De acordo com o ativista, o processo negocial deve ser extensivo à sociedade civil, na medida em que o problema político moçambicano não passa apenas pela descentralização e pela cessação das hostilidades militares - dois dos principais pontos da agenda desta fase de diálogo.

"Eles vão ter de chegar a um acordo. A Renamo usa as armas para fazer a pressão e a Frelimo quer um ciclo eleitoral calmo", acrescenta.

No entanto, Roberto Tibana não acredita que esta seja "uma solução definitiva".

"Enquanto não se resolver o problema fundamental, seremos sempre todos enganados e, após as eleições, voltaremos aos mesmos problemas", acrescentou, acreditando na necessidade de reformular o sistema eleitoral do país.

Também o historiador moçambicano Elcídio Macuacua é cético sobre os resultados do atual processo de paz.

"A história mostra que todo o processo que foi conduzido num modelo secreto não teve uma solução definitiva", referiu à Lusa.

"Enquanto estas negociações forem discutidas com informação dispersa e sem uma comunicação sistematizada, não teremos soluções duradouras", afirmou o historiador.

Para Elcídio Macuacua, a exclusão da sociedade civil no processo negocial mostra uma falta de cultura de Estado, além de condenar os moçambicanos a uma posição secundária na sua própria história.

"Este processo não é unicamente da Frelimo nem da Renamo, pelo contrário, este processo é legitimamente do povo moçambicano", frisou o académico.

Por sua vez, o porta-voz do Movimento Democrático de Moçambique (MDM), Sande Carmona, disse à Lusa que o seu partido já havia exigido a abertura do processo.

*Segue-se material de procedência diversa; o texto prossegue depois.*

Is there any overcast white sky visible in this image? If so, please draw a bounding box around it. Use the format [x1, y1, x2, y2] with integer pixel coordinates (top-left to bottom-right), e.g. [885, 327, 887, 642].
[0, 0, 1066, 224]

"A democracia só é possível quando há discussão, transparência e concórdia. Qualquer processo negocial deve pautar-se por estes princípios", declarou o porta-voz da terceira força política em Moçambique.

"Esta é uma discussão que interessa a todos moçambicanos e, por isso, deve envolver todos, desde os partidos políticos extraparlamentares, às organizações da sociedade civil e comunidades religiosas", frisou.

Nesta nova fase, as conversações sobre os dois temas principais decorrem em separado, através de dois grupos compostos por especialistas, entre juristas e militares, indicados pelas lideranças das duas partes.

A imprensa está impedida de ter acesso aos encontros e não existe qualquer comunicação oficial sobre o processo - há declarações pontuais de Afonso Dhlakama, líder da Renamo, e de Filipe Nyusi, Presidente da República e da Frelimo, que nas últimas semanas têm apontando para uma paz definitiva após o fim da atual trégua, a 04 de maio.

A paz tem estado sob permanente ameaça nos últimos anos: entre 2013 e finais de 2016, o país foi assolado por ações de violência opondo as Forças de Defesa e Segurança (FDS) e o braço armado da Renamo, no âmbito da contestação do processo eleitoral de 2014 pelo principal partido da oposição.